Over the past months, UND’s marketing team has been working with a branding firm to conduct surveys and focus groups of key UND stakeholder sets, including campus, alumni, community members and prospective students. The goal of the research is to understand what makes UND unique, so that the marketing effort can move to its next steps—creating a UND brand message and deployment strategy for that message (brochures, signage, videos, etc.), a process that will stretch into the summer.
“We continue to be fragmented in branding as an institution—we’re not unified. And as our firm has said, fragmentation is the enemy of branding,” Jensen said, expanding on an observation made he made in a previous presentation that brand fragmentation is harmful to both recruiting and fundraising.
One of the main findings of the branding research was that UND has lost its “narrative.” Jensen said that many respondents pointed to bad press over several years as a continuing challenge.
“We have to retake control of our story,” Jensen said. “ [Our stakeholders are] ready to transition the conversation into a more positive space and use the core values—things that make up who we are at UND, who we are as North Dakotans—to bring the campus together.”
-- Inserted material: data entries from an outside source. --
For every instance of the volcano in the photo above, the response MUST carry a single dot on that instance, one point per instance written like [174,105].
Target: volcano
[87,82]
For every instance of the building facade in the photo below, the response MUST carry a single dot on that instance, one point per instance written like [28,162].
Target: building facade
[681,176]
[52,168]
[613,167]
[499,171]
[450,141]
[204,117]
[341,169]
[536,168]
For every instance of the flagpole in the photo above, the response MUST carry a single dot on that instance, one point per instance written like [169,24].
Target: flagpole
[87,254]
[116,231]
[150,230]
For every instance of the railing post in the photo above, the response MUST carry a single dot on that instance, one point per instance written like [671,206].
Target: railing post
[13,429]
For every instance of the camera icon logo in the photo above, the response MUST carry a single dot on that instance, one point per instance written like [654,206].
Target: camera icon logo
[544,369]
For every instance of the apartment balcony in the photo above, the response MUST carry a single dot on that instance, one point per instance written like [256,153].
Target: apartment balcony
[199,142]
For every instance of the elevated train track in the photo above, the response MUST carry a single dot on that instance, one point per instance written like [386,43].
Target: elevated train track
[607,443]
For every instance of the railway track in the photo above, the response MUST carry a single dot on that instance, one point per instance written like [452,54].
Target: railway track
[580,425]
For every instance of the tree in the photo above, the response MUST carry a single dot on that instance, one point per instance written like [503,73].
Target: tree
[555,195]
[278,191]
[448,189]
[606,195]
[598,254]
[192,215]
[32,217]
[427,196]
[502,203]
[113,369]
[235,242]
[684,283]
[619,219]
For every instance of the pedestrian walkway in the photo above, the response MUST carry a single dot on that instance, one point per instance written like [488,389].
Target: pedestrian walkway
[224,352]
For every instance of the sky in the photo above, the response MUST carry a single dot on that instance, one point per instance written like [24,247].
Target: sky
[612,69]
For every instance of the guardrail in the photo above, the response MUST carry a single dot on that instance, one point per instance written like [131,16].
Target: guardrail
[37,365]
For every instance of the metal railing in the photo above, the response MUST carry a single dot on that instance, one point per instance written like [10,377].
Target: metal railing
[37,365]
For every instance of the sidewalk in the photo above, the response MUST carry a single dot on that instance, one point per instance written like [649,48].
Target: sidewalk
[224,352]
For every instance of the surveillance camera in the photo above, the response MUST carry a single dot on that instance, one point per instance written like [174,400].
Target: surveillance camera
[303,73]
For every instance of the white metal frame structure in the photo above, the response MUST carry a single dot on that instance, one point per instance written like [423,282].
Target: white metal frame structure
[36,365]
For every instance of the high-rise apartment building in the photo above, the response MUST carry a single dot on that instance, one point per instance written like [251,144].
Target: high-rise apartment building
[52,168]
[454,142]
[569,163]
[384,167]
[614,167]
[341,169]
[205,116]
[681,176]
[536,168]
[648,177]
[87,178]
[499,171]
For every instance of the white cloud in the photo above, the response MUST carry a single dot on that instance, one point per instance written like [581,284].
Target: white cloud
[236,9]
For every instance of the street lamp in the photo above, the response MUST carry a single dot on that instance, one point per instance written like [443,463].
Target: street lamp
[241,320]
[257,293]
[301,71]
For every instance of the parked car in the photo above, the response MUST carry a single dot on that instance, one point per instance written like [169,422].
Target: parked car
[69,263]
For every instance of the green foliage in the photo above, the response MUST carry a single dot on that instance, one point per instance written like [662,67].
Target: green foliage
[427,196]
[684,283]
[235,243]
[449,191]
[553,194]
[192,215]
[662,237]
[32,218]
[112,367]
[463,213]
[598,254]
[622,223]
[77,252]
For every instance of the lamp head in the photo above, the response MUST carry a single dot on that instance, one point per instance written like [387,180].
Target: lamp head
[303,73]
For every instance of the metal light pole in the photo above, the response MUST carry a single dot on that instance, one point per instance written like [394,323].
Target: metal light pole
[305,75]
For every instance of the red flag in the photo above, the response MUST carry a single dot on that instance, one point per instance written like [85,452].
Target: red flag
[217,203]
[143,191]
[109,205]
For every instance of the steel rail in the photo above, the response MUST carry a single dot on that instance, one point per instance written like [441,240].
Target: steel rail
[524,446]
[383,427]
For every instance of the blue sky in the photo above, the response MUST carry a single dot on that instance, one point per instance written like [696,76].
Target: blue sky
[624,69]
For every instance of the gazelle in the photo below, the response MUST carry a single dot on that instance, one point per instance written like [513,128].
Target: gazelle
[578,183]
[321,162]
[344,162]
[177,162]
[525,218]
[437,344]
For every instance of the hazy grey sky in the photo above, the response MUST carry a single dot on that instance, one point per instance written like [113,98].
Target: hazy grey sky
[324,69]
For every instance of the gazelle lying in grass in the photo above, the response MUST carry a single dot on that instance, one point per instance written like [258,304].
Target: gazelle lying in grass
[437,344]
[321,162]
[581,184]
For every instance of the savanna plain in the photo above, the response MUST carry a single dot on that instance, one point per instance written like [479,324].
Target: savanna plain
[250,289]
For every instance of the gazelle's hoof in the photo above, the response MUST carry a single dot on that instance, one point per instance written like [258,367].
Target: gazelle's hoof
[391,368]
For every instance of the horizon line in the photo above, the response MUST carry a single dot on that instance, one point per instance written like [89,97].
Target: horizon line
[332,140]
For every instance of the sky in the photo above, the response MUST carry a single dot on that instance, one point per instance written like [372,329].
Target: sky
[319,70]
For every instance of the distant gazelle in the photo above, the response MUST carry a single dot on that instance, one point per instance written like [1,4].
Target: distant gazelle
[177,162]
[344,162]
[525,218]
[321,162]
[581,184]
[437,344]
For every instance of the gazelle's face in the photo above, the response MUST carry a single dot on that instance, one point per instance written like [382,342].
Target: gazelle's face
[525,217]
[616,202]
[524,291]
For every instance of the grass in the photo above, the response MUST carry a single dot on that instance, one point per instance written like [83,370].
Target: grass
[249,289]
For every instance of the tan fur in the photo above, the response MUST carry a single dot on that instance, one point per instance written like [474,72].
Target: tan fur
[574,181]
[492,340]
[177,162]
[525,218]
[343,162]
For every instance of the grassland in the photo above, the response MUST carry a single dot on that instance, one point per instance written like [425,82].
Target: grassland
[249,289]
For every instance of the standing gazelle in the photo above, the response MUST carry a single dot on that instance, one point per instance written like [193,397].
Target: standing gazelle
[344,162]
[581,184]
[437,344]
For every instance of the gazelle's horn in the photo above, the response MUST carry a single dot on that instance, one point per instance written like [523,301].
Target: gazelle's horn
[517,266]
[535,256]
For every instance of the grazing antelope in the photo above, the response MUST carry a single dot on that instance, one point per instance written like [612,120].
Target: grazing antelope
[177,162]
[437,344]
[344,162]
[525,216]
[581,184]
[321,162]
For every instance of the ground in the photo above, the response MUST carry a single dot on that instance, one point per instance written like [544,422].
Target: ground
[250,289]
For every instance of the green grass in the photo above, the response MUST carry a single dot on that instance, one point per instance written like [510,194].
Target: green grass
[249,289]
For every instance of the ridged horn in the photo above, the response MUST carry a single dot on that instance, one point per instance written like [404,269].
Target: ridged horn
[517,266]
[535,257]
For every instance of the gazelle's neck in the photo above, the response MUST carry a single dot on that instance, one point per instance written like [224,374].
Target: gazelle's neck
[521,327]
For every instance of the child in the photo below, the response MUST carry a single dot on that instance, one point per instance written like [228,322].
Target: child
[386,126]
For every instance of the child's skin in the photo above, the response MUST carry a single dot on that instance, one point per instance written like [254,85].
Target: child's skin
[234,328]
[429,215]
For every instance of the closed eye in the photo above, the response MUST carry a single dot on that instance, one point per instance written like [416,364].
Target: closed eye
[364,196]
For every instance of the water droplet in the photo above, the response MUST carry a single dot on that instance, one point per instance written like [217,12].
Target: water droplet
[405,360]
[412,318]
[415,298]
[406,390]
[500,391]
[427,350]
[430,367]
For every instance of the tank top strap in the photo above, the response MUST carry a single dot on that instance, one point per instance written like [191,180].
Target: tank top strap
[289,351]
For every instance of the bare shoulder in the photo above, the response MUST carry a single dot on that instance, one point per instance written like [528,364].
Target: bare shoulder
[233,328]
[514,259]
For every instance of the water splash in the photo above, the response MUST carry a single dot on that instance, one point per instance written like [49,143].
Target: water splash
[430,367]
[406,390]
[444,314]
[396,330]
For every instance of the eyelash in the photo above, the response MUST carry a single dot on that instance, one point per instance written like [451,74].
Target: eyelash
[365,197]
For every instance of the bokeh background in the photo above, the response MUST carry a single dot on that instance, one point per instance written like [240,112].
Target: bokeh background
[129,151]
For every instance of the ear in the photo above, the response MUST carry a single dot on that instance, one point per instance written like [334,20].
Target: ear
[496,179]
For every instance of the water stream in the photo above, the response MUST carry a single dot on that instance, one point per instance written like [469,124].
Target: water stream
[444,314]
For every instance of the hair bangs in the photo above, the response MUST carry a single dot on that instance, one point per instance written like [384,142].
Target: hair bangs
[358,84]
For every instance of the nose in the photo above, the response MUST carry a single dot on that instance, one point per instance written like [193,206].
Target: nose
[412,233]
Another challenge UND must overcome in its messaging is creating a better connection and balance between academics and athletics. When stakeholders were asked what came to mind when they thought of the University of North Dakota, the top answer was hockey. When asked what the school colors were, they chose the colors connected to UND Athletics.
As for the UND flame logo, one faculty respondent said, “You can ask every student on campus what the flame means and 99 percent will have no idea. They know a flame exists on the quad, but there’s no connection to it.”
UND academic programs were viewed as strong, but some areas—like aviation, medicine and engineering—were found to stand out much more than others. Jensen quoted one interviewee who saw this creating a “one-up” mentality between programs on campus, dividing more than uniting.
Liberal arts education was cited as an area that does not naturally resonate with those surveyed, falling to the bottom half of factors respondents felt were important. A strong reputation and a welcoming campus were the most important elements.
“We have to do a better job of articulating the liberal arts education. Not just the education itself, but the tangible career benefits,” Jensen said. “That’s something that we can, as an institution with a liberal arts core, really benefit as a differentiator from some of our competitors.”
Some interesting things stood out as “badges of honor” for UND students and alumni. They took great pride in their resilience to harsh Grand Forks winters, their acceptance of “tough love,” and their rough and gritty “doer” mentality.
“[The firm] was blown away by the fervid passion that our alumni have here at UND. We have to bottle that and utilize that more,” Jensen said.
But Jensen said the key idea that was derived from weeks of branding research was that the UND community is just ready to move forward.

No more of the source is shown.